Ils sont là pour parler encore et toujours des proches dont ils ne peuvent faire leur deuil malgré le temps : frères, maris, fils, mères ou soeurs qui, dans les années 1990, ont disparu en Algérie après avoir été raflés par les forces de sécurité ou les groupes armés islamistes. Au total, ils seraient entre 8 000 et 15 000 personnes, selon les sources, à avoir subi ce sort à une époque où le pays était déchiré par une guerre civile qui ne disait pas son nom.
Le 5 et 6 mars, l’Organisation mondiale contre la torture (OMCT) et le collectif des familles de disparu(e)s en Algérie (CFDA), en partenariat avec les associations algériennes Djazairouna et Somoud, qui défendent les victimes du terrorisme, se sont réunis à Genève pour une conférence intitulée « Vérité en Algérie : bilan et perspectives un an après les recommandations onusiennes ».
« Nous voulons que nos cris et notre quête de vérité soient entendus », explique Nacera Dutour, porte-parole du CFDA, dont le fils de 21 ans a disparu en janvier 1997. Tous réclament pour l’Algérie une commission vérité sur le modèle de celles instaurées en Afrique du Sud et en Amérique latine.
Depuis trois ans, l’exigence de justice des familles des disparus algériens se heurte à la « Charte pour la paix et la réconciliation nationale » présentée par les autorités et adoptée par référendum en septembre 2005.
Les textes d’application de cette charte, qui est censée « tourner la page » de la décennie sanglante, prévoient l’extinction des poursuites contre la plupart des anciens combattants islamistes, et l’interdiction de présenter à la justice les membres des forces de sécurité – pourtant responsables, selon les ONG, de la majorité des disparitions.
Les proches d’un disparu peuvent prétendre au versement d’indemnités financières, mais le texte stipule aussi que celui qui « instrumentalise les blessures de la tragédie nationale » – autrement dit celui qui soulève ce problème publiquement – risque la prison.

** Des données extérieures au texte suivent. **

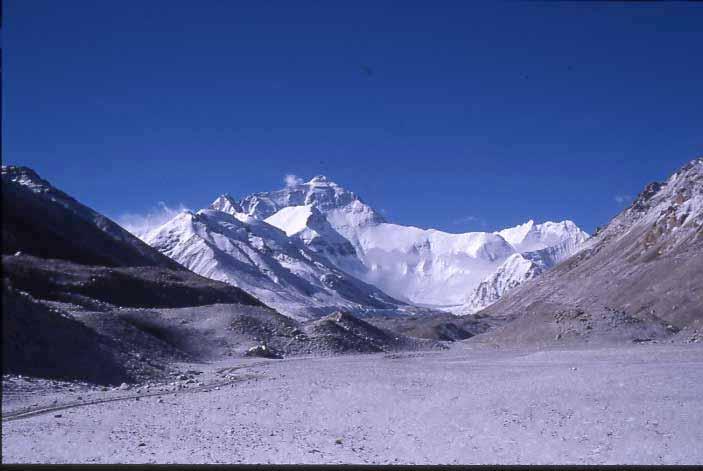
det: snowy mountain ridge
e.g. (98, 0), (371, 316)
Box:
(146, 176), (588, 313)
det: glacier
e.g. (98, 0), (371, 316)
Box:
(139, 176), (588, 317)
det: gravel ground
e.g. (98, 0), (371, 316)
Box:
(2, 343), (703, 464)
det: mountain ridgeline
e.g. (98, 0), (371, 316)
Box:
(481, 158), (703, 344)
(142, 176), (588, 317)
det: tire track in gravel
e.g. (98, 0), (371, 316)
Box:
(2, 362), (264, 422)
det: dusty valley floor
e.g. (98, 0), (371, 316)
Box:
(2, 343), (703, 464)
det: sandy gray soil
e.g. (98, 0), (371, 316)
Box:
(2, 343), (703, 464)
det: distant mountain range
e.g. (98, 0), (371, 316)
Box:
(141, 176), (588, 317)
(481, 158), (703, 344)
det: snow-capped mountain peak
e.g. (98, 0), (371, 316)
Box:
(496, 220), (589, 252)
(210, 194), (242, 214)
(142, 175), (588, 318)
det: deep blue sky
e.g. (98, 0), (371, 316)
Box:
(3, 0), (703, 232)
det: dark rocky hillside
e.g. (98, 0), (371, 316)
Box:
(478, 158), (703, 343)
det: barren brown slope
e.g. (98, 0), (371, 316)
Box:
(481, 158), (703, 343)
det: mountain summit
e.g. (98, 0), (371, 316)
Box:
(138, 175), (588, 316)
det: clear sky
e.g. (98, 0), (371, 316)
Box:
(2, 0), (703, 232)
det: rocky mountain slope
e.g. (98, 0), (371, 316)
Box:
(168, 176), (588, 313)
(2, 166), (183, 270)
(481, 158), (703, 342)
(145, 209), (403, 319)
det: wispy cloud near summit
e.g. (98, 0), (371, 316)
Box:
(283, 173), (303, 186)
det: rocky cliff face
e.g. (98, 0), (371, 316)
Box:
(482, 158), (703, 346)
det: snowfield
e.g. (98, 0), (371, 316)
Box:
(2, 343), (703, 464)
(144, 176), (588, 315)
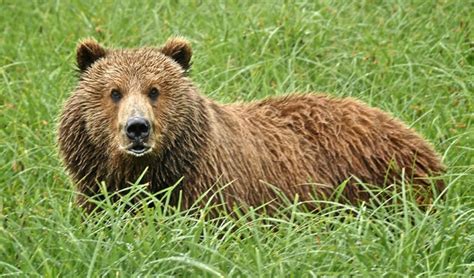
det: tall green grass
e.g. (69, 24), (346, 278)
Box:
(0, 0), (474, 277)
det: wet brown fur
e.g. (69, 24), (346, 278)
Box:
(59, 38), (444, 213)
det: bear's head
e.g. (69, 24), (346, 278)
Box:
(64, 38), (197, 163)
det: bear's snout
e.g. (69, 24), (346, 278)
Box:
(125, 117), (150, 142)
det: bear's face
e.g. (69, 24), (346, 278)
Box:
(72, 39), (192, 157)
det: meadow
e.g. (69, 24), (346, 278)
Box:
(0, 0), (474, 277)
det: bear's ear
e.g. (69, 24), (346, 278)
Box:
(160, 38), (193, 71)
(76, 39), (107, 73)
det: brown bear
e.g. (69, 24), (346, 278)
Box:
(58, 38), (444, 214)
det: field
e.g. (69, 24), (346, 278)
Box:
(0, 0), (474, 277)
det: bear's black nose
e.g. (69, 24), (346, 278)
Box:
(125, 117), (150, 141)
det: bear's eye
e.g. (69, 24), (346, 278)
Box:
(110, 89), (122, 102)
(148, 87), (160, 101)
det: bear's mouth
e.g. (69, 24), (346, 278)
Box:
(126, 142), (151, 157)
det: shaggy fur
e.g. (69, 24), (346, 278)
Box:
(59, 38), (444, 213)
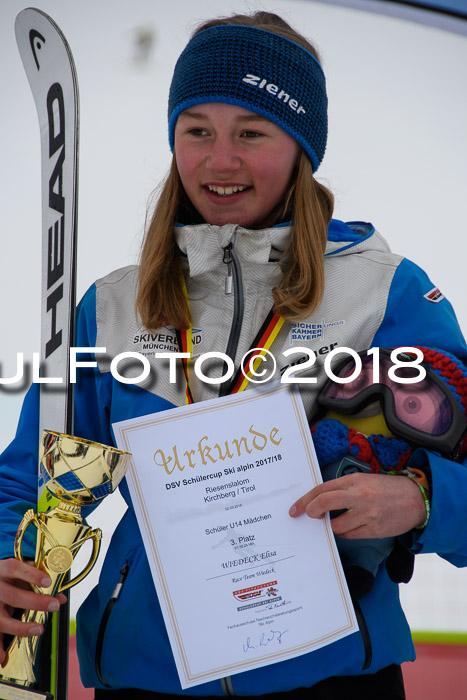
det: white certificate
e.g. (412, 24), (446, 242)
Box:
(113, 385), (358, 688)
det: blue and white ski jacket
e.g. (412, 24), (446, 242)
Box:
(0, 220), (467, 696)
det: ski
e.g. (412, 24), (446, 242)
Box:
(9, 8), (79, 700)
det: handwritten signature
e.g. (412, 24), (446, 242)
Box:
(243, 630), (288, 653)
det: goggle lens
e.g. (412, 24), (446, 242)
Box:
(324, 354), (453, 436)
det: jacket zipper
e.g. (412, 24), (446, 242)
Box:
(220, 231), (244, 696)
(95, 562), (130, 688)
(352, 598), (373, 671)
(220, 231), (244, 396)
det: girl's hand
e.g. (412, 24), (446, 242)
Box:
(289, 472), (426, 539)
(0, 559), (66, 664)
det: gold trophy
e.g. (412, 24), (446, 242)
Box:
(0, 430), (130, 700)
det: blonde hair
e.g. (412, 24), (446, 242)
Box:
(136, 12), (334, 330)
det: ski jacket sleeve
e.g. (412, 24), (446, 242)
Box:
(372, 260), (467, 566)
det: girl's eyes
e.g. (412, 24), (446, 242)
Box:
(188, 126), (263, 139)
(188, 127), (208, 136)
(242, 129), (262, 139)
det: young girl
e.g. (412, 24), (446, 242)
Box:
(0, 12), (467, 699)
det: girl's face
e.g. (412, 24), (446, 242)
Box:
(175, 103), (300, 228)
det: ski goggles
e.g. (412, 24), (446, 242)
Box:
(318, 348), (467, 459)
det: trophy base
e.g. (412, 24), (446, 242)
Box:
(0, 680), (54, 700)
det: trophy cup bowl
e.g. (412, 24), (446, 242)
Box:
(0, 430), (131, 698)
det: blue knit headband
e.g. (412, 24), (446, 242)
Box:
(168, 25), (327, 172)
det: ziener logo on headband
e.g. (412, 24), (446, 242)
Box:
(242, 73), (306, 114)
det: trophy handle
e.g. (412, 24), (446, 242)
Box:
(14, 508), (40, 592)
(58, 528), (102, 593)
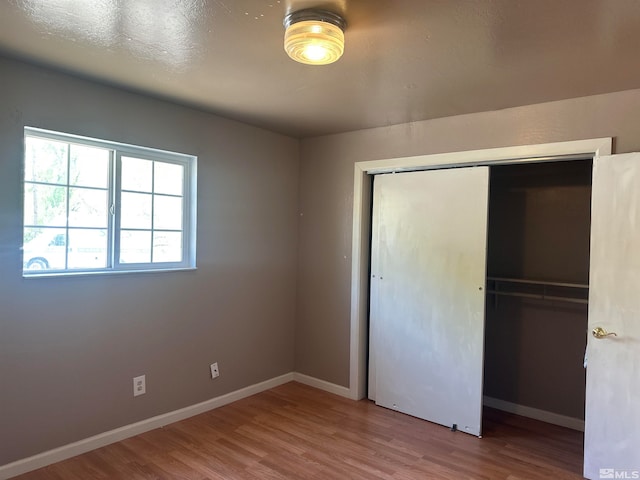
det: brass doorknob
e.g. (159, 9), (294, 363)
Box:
(591, 327), (618, 338)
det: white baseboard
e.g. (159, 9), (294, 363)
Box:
(483, 396), (584, 432)
(293, 372), (352, 398)
(0, 373), (296, 480)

En février 2007, un séminaire organisé par les familles des disparus sur une possible commission vérité pour l’Algérie a ainsi été interdit à Alger. Quelques jours auparavant, le pays avait pourtant ratifié la Convention de l’ONU contre les disparitions forcées.
A Genève, deux jours durant, la chape de plomb qui pèse sur la question des disparus en Algérie s’est soulevée dans le cadre du Conseil des droits de l’homme, dont la dixième session se tient à jusqu’au 27 mars. Les intervenants ont parlé du manque et de la douleur, de l’impossibilité d’oublier, évoquant les plaintes et les requêtes en justice déposées sans succès.
« Nos absents présents continuent à peupler nos jours », a témoigné Hassan Ferhati, dont la mère a disparu en juin 1996 à Constantine, à l’âge de 68 ans, après avoir été arrêtée par les forces de sécurité. « Nous sommes tous devenus fous et malades, et nous devons faire des kilomètres et des kilomètres pour témoigner », a résumé Ali Merabet, le président de Somoud, dont les deux frères ont été enlevés en 1996 par les islamistes.
Seuls les deux membres de la Commission nationale consultative de protection et de promotion des droits de l’homme (CNCPPDH) – l’organe officiel algérien – se sont félicités à Genève des efforts accomplis par leur pays. Ils ont fourni de nouveaux chiffres des disparus : 8 023 cas recensés à présent, contre 6 146 précédemment.